I switched to an iPhone
For the past 10 years I’ve been an Android user. And, I’ve exclusively had Google phones, starting with the Nexus 5 and most recently the Pixel 3. Before that, I had an iPhone 4. But, I just switched back and now have a shiny new iPhone 13 mini.
So why did I switch? It came down to 3 reasons:
- The size. I like the smaller size and I can’t find a new, flagship Android phone in this size.
- The app quality. I like the Android operating system and think Google has really refined it. But, the quality of the Google Play store apps are, in general, not as good as their iPhone counterparts. It’s sad but I think it’s undeniably true.
- I wanted to try something new.
Things I Like
- Using the Google ecosystem (apps, services) on the iPhone is very feasible. One of my biggest hesitations in switching to iOS was the ease of continuing use of the Google ecosystem and I was not disappointed. The only annoyance I’ve found in this area is that iOS defaults opening address and web links in Apple Maps and Safari. But, it’s not as obtrusive as I expected.
- The quality of the apps. This was one of the reasons I switched and after using a few of my favorite apps I see a noticeable quality difference. It’s obvious many companies prioritize the quality of their iOS apps. Some examples: 1Password, Tablo TV, Zillow.
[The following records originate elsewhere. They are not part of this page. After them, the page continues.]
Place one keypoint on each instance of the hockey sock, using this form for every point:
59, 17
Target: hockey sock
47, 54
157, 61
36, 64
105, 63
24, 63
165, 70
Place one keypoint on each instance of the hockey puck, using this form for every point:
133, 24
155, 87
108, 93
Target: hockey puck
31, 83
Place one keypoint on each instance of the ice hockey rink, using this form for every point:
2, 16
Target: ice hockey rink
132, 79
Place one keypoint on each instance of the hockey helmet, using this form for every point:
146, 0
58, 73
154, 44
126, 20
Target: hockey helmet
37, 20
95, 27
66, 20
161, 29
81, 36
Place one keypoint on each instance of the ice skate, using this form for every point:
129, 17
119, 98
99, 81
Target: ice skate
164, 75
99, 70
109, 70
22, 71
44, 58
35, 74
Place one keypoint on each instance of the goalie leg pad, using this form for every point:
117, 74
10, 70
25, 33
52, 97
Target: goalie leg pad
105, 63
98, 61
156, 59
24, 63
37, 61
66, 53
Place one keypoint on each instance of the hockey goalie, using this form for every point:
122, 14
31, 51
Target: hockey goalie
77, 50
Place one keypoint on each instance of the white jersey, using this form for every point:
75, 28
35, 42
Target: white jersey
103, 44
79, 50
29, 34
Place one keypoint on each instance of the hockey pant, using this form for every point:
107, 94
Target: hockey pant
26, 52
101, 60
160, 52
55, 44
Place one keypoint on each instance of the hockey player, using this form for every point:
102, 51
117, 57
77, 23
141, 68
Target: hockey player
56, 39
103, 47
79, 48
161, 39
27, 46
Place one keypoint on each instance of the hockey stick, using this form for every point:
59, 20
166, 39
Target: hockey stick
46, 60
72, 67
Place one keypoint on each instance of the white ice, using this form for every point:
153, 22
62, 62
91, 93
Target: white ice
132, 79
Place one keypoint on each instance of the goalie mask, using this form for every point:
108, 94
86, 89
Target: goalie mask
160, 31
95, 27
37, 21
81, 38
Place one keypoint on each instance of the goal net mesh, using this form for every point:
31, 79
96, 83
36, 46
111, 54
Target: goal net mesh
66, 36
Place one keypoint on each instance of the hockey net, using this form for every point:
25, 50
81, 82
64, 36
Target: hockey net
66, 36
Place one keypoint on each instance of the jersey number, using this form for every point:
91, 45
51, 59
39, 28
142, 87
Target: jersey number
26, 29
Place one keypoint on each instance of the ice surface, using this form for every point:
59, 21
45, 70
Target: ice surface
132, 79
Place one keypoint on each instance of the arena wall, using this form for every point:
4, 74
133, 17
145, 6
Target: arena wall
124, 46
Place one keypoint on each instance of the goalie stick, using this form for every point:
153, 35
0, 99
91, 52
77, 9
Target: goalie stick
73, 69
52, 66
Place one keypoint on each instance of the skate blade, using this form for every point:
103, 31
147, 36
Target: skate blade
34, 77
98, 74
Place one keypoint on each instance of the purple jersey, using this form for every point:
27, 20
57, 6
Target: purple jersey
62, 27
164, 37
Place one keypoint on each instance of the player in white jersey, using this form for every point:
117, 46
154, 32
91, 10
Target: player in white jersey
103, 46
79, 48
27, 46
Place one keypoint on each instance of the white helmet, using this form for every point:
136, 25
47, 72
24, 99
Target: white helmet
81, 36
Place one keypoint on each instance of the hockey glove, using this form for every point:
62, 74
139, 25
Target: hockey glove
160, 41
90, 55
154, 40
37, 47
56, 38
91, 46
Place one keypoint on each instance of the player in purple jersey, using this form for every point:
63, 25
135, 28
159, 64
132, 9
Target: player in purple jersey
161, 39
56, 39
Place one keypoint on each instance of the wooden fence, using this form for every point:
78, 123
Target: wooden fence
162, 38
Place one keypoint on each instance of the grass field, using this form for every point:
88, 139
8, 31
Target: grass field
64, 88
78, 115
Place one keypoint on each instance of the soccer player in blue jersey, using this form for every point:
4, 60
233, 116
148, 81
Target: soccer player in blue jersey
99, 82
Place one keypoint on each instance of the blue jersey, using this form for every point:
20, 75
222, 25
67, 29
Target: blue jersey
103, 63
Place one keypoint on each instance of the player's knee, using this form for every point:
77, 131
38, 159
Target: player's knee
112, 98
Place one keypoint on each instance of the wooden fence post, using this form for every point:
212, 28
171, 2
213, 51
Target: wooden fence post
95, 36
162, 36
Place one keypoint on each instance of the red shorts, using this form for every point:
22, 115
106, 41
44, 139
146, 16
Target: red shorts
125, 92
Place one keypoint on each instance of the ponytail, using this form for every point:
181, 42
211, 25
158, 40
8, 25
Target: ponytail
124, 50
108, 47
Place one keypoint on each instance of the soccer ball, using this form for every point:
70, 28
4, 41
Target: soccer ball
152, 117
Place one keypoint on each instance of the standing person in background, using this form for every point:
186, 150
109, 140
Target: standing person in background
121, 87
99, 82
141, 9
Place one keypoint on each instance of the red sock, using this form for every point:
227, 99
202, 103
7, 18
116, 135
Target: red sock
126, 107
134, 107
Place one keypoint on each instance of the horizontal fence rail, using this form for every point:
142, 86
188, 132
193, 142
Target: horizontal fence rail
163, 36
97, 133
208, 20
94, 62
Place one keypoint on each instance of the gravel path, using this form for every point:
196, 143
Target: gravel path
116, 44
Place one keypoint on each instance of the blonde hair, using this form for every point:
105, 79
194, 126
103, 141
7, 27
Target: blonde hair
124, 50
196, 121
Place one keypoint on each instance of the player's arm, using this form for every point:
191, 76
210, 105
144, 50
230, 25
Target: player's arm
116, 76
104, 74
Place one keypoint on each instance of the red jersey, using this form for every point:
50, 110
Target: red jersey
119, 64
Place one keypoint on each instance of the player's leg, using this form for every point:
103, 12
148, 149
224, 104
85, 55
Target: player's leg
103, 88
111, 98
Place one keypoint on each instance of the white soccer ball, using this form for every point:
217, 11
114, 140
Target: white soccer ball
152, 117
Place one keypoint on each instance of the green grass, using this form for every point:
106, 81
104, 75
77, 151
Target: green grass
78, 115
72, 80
In particular, the experience using 1Password on iOS is significantly better (reliable and seamless autofill, Face ID speed) than Android and since I use it so often this is no small factor.
- The Shortcuts app - I’m a sucker for automation and Shortcuts is a powerful, simple, and fun app.
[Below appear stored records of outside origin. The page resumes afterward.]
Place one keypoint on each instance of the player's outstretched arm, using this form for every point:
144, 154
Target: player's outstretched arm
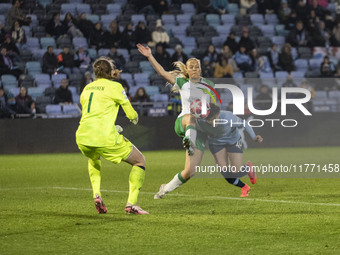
146, 51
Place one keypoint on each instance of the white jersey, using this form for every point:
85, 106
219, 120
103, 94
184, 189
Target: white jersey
191, 91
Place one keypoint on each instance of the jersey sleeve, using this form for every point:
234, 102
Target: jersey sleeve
180, 82
121, 98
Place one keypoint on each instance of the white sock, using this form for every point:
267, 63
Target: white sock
173, 184
192, 134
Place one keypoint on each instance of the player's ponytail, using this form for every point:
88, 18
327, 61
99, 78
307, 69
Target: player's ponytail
103, 67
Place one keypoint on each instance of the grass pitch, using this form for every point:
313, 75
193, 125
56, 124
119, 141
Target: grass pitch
47, 208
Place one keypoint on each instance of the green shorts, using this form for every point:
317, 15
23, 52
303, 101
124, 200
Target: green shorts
115, 154
180, 131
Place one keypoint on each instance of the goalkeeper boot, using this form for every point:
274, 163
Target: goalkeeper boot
161, 193
100, 206
251, 173
245, 191
134, 209
187, 144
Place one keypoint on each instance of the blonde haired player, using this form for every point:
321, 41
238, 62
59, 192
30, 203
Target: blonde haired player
188, 81
97, 135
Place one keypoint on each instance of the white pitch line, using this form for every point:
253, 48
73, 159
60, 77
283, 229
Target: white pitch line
209, 197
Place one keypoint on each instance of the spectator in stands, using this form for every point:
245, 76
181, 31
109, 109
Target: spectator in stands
301, 10
16, 14
286, 61
212, 54
70, 24
231, 42
85, 25
248, 7
124, 84
18, 35
162, 57
227, 53
284, 12
97, 37
318, 9
6, 64
85, 80
63, 95
179, 55
66, 60
223, 69
243, 60
159, 35
327, 68
298, 37
142, 33
112, 38
273, 57
263, 101
82, 59
24, 102
5, 109
245, 40
259, 63
2, 34
55, 27
117, 58
160, 7
12, 49
141, 96
220, 6
204, 6
127, 38
268, 6
207, 69
50, 61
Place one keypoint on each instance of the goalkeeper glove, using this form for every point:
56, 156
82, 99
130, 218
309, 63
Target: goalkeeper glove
135, 121
119, 129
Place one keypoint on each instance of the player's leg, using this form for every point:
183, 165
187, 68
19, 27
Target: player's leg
137, 175
94, 169
190, 133
189, 170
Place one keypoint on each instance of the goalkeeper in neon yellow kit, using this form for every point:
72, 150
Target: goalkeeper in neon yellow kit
97, 135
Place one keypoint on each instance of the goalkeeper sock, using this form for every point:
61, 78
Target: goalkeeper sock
94, 167
176, 182
236, 182
136, 180
191, 132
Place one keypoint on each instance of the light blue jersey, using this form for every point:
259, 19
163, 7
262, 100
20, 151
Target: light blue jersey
226, 131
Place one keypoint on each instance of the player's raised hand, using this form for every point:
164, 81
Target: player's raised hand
146, 51
258, 139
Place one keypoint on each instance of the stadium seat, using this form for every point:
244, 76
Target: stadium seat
213, 19
83, 8
188, 8
183, 20
53, 109
47, 41
281, 74
257, 19
169, 19
35, 92
8, 80
33, 67
56, 79
114, 8
69, 7
32, 42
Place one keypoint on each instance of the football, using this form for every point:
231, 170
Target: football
197, 111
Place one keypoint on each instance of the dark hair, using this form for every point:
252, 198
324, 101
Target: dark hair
102, 68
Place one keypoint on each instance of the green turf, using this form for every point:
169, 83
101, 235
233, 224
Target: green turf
37, 217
- Widgets - I always enjoyed Android home screen widgets but in recent years it appears they have fallen out of interest of app developers. iOS has widgets and they are very polished and useful. The Weather and Google Calendar widgets are two of my favorites (so far…).
- The ability to enable “Do Not Disturb” mode “Until I Leave” a location.
- macOS interoperability:
- Universal Clipboard - I love being able to copy text on my MacBook and paste it on my iPhone (and vise-versa)! This is very useful.
- Calls and Messages - it is very convenient to be able to make / receive phone calls and send / receive messages on my Mac without having to pick up my phone, while sitting at my desk. Granted, Google has “Messages for Web” that allows you to send / receive messages from a web app but this is only for messages and its pairing mechanism is finicky sometimes.
Things I Don’t Like
- Voice Dictation - Voice Dictation on iOS is not up to par with Android. Android’s voice dictation is much faster and more accurate. I have come to rely upon it heavily, especially for texting.
- Google Chrome interface - I don’t like the interface Chrome has on iOS. Undoubtedly, Google is trying to make its interface more iOS-like, but I prefer the layout on Android with tabs and navigation buttons on the top.
- Physical button location - Maybe it’s because I’m left handed but I very much prefer to have the power button on the left side of the phone and the volume buttons on the right side and on the iPhone 13, it is exactly the opposite of this.
- Lightening adapter - Ugh, need I say more? I had to buy a bunch of adapters which was not fun.
- The inability to schedule text messages - I love this feature on Android and it simply doesn’t exist on iOS.
With all things considered, I am very happy and glad I made the switch!